Het klinkt misschien wat raar, maar voor mijn ontwikkeling is het wel een goede stap geweest om zelfstandig te gaan wonen. Je trekt met je vrienden op en dat is goed geweest voor mijn Nederlands bijvoorbeeld. Ik ben best wel lui. Ik ga pas moeite doen als het moet. En dan krijg ik het wel voor elkaar. Ik ken mezelf wel. Ik sport veel om mezelf te disciplineren. Ik probeer daarmee grenzen op te zoeken.
Ik ben heel erg beschermd opgevoed. Hoe zeg je dat, ik zat in een bubbel zou je kunnen zeggen. Als jij dom tegen mij doet, boeit me dat niet. Ik heb toch mijn broertje, mijn zus. Die beschermen mij.
Als je dan op jezelf komt te staan leer je over relaties en groepsdynamiek. Dat is goed geweest voor mijn ontwikkeling.’
‘Ik liep stage als actuaris. Het werk vond ik wat saai, maar ik werd goed begeleid. Ze hadden echt een pad voor me uitgestippeld. Dat was goed voor mijn ontwikkeling, maar ik paste er niet echt.
Via mijn zus kwam ik in contact met WeConnect. In mijn achterhoofd speelde al een tijdje dat ik het liefst naar de eilanden terug wilde.
Ik ben iemand die vrij snel in het diepe springt. Ik dacht ik solliciteer gewoon en zie wel wat er van komt. Misschien wat raar, maar ik had zelfs een beetje argwaan, is dit wel helemaal echt. En nu zit ik hier. En dat is goed. Het feit dat je common grounds hebt met je collega’s, de herkenbaarheid was ook een reden om terug te gaan.’
‘Bonaire kende ik niet. Mijn familie verklaarde me zelfs voor gek toen ik zei dat ik hiernaartoe ging.
Ik ben hier nu acht maanden. Gisteren ben ik net teruggekomen van vakantie. Ik dacht de avond voor vertrek, Gilmar, straks ga je weer lekker naar Bonaire. Ik hou van rust. Daar sluit Bonaire heel goed bij aan.
Het verschil met Curaçao is groot, maar ik ben niet zo vaak terug geweest, dus eigenlijk ben ik ook daar een buitenlander in veel opzichten.
Dat ik toch terug wilde naar de eilanden, heb ik mezelf nooit zo horen zeggen. Ik heb er niet diep over nagedacht. Toch is er dat gevoel. Misschien omdat ik vrij nationalistisch opgevoed ben. Mijn moeder was echt heel trots dat ze Curaçaose was. Ik denk dat dat toch wel van invloed is geweest. Het heeft het verlangen aangewakkerd om terug te gaan.’

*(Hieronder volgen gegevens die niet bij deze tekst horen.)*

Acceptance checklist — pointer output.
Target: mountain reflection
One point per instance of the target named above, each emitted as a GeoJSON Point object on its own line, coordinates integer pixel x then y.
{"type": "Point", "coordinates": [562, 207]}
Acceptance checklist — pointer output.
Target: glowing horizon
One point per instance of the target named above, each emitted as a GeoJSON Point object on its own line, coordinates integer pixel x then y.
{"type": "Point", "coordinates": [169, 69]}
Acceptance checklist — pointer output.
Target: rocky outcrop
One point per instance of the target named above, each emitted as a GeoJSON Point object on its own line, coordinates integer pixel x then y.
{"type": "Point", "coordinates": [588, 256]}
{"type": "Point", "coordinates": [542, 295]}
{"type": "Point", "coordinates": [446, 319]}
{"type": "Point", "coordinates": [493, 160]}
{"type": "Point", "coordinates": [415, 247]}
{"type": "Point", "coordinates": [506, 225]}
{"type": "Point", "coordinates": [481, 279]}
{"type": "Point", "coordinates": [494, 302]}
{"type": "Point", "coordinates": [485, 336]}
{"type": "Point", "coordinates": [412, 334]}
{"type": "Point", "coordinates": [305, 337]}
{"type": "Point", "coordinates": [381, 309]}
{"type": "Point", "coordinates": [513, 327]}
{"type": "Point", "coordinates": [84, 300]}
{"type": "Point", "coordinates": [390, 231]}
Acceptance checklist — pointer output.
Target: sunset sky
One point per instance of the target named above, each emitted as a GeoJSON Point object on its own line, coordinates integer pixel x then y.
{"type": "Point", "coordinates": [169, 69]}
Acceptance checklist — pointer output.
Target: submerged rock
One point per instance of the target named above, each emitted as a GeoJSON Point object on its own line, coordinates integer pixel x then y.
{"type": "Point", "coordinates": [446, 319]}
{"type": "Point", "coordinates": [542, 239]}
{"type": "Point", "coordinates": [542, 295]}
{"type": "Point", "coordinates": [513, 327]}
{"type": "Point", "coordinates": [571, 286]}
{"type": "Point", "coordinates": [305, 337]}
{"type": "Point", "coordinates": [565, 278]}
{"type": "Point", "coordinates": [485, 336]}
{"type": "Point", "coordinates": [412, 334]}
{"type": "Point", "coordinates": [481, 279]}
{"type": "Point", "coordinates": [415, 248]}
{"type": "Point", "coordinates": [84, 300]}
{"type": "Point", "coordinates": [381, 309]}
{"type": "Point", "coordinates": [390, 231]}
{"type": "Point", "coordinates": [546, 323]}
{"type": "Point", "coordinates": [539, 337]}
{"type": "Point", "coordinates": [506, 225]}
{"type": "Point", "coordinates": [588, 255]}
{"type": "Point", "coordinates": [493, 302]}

‘Wat ik geweldig vind hier is dat het lijkt alsof je aan de wereld wordt onttrokken. Waar je voorheen altijd in leefde, je was altijd met andere dingen bezig, met het nieuws, de actualiteit en al die media, hier wordt dat bijna weggestript. Hier ben je meer bezig met vriendschappen, relaties en sport. Het is een switch van digitaal naar analoog, zou je kunnen zeggen. Hier ben je met mensen bezig. Dat doet me goed. Volgens mijn broertje zie ik er beter uit sinds ik hier woon. Ik ga ook met plezier naar mijn werk.’
‘Bij Mariadal heb ik de opdracht om een strategisch economisch beleid te ontwikkelen. Aan de hand daarvan kun je strategisch budgetteren. Er zijn nog veel datarestricties. Lang niet alle cijfers die je daarvoor nodig hebt, zijn paraat. Dan moet je het op een andere manier benaderen. Het is echt een organisatie in ontwikkeling.
Ik kan niet stil zitten. Ik moet productief zijn. Ik ben ondertussen andere projecten op gaan pakken. Ben de laatste tijd veel bezig met informatiesystemen te ontwikkelen in Excel. Je kunt hier echt dingen doen. En je hebt contact met de juridische afdeling bijvoorbeeld, je denkt na over organisatie-ontwikkeling. Daarom ben ik hier ook gekomen. Om niet te specialistisch te zijn, maar om me breder te ontwikkelen.
Ik zie meer mogelijkheden om projecten te draaien waar het bedrijf iets aan heeft. Ik kan op verschillende afdelingen kijken en zolang ik het goed kan onderbouwen kan ik een project uitvoeren. Het is echt een traineeschap. Mariadal biedt mij veel ruimte en begeleiding. Al zou ik soms wel specialistischer ondersteuning willen.’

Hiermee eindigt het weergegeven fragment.